Лиферов вспомнил этого человека. Словно стерся с лица на фотографии флер повелительности и высокомерия, словно осунулось это широкое, с мощным подбородком лицо, словно оно болезненно пожелтело от голода и страданий. А взгляд — взгляд стал добрым, мудрым и светящимся неистовой верой и силой. Лиферов вспомнил.
— Я знал вашего отца, Павлик, — напрямик, без околичностей, сказал он глуховато. — Многие у нас в лагере знали его. Но никто не знал, что он — подполковник Кольцов. — Лиферов не сводил глаз с портрета. — В лагере его звали фельдшер Сердитов. Под этим именем его и похоронили за оградой бывшего лагеря, на сельском кладбище. Он входил в комитет, руководивший подпольем и готовивший восстание пленных. Когда донеслась артиллерийская канонада и охрана стала готовить лагерь к эвакуации, комитет дал сигнал.

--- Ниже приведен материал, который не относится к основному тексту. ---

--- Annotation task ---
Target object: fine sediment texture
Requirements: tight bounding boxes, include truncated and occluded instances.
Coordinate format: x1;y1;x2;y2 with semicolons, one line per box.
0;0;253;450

У нас было накоплено немного оружия. Боевые группы бросились на охрану, на вышки. За ними — вся масса пленных. Жертв было очень много… Но — не зря!
Ваш отец поднял над караулкой красный флаг — откуда только он взялся у него, я и сейчас не знаю. А к лагерю уже подходили советские танки. И тут пуля недобитого фашиста сразила вашего отца. Но он успел увидеть наши танки!
Эти слова прозвучали великим утешением — таким, каким может один сильный человек утешить другого.
— Выпьем за подполковника Кольцова.
И они выпили. Молча. Но — чокнувшись, словно за живого…
ЧАШКА С ТРЕЩИНОЙ
Они встретились после долгого перерыва там же, где встречались не раз, — на Приморском бульваре, возле самой ограды Дворца пионеров. Это было их любимое место. Но сидели они рядом — и не рядом, можно было коснуться друг друга, прижаться к плечу плечом, однако они были каждый сам по себе…
Они сидели на скамейке и молчали. Уже стемнело, поблизости — никого. Кому-то надо было заговорить первым, иначе оно становилось и вовсе бессмысленным, это свидание.